Ainda amargando o insucesso no Congresso Nacional, com o repúdio à Medida Provisória nº 232/04 (a “MP do Mal”) – que aumentava a carga tributária e a burocracia fiscal para as empresas do comércio de bens, serviços e turismo, a par de cercear o direito de defesa nos Conselhos de Contribuintes -, o governo expediu uma nova MP, agora para beneficiar alguns setores empresariais – indústria, exportação, construção civil, operações imobiliárias, pesquisa tecnológica -, além de reduzir o imposto de renda sobre ganhos de capital na venda de imóveis residenciais, permitir o reingresso no Simples de micro e pequenas empresas dele excluídas, estender alguns prazos de pagamento do IR e do IOF e criar, na previdência complementar, fundos de investimento, com patrimônio segregado. Por essas razões, a MP nº 252 vem sendo chamada de “MP do Bem”, para distingui-la de todas as outras, em matéria tributária, que seriam, com raras exceções, MPs do Mal. Ainda assim, há na MP uma gota de maldade: compensação compulsória – e inconstitucional – entre créditos do contribuinte e da Fazenda.

O comércio de bens, serviços e turismo só pode aplaudir a iniciativa do governo quanto à redução de tributos, mesmo limitada a alguns setores. Todavia, os redatores da MP nº 252 devem ter se inspirado no tema bíblico da Torre de Babel, para lançar os contribuintes em estratosférica confusão e promover a divisão entre a minoria beneficiada e a maioria preterida.

Com 283 novas regras tributárias, tidas como urgentes e relevantes e dispostas em 74 artigos, 113 parágrafos, 65 incisos, 26 alíneas e 5 itens, a MP modifica 31 diplomas legais (27 leis, duas MPs e um decreto-lei), assim dificultando, extremamente, a compreensão de suas normas pelos contribuintes que deverão cumpri-las, advogados que deverão interpretá-las, juízes que deverão aplicá-las e parlamentares, que deverão aprová-las ou rejeitá-las. É uma babel tributária.

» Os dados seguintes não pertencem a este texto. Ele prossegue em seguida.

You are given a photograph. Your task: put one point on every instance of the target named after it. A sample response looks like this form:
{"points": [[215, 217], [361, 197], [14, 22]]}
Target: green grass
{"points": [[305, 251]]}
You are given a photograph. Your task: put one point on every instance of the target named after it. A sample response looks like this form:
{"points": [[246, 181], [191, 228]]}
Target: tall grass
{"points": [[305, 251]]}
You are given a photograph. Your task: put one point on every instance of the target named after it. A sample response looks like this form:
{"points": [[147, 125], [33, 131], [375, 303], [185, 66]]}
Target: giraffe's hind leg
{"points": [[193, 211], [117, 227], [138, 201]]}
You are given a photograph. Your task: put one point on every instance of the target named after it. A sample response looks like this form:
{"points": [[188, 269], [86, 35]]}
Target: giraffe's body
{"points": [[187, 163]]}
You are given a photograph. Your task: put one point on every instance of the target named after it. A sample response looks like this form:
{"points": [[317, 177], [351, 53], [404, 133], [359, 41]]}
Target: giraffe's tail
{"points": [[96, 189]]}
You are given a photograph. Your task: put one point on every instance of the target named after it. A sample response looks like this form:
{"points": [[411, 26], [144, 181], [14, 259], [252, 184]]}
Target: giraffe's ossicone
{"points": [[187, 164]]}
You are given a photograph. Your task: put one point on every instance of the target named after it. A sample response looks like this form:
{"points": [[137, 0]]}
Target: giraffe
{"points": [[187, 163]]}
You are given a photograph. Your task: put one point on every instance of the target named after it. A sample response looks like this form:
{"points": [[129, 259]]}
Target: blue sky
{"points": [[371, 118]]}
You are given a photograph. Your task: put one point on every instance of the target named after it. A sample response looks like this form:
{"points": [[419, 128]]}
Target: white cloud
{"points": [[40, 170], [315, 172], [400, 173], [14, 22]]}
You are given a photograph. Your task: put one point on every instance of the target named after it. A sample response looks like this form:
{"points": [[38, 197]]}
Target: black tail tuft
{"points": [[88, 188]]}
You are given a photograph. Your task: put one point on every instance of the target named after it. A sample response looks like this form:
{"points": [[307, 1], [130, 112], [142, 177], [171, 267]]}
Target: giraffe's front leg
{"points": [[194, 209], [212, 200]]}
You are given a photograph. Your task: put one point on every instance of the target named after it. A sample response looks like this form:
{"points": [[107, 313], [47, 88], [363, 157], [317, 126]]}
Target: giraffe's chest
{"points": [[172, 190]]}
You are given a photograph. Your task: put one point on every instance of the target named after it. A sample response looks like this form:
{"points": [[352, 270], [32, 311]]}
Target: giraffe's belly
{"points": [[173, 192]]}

A concessão de isenções e reduções de tributos é benéfica, mas poucos setores foram beneficiados. Na realidade, o que todos os contribuintes aguardam e a Nação exige são medidas de caráter geral, para reduzir a carga tributária, sem preferências e exclusões. Por exemplo: extinção da Contribuição ao PIS/Pasep, que há muito deixou de constituir patrimônio dos trabalhadores, e da Cofins, CSLL e CPMF, esdrúxulas, anti-econômicas e anti-sociais. A perda de receita poderia ser compensada por reajustes no imposto de renda e no IPI e, sobretudo, por forte redução da despesa pública.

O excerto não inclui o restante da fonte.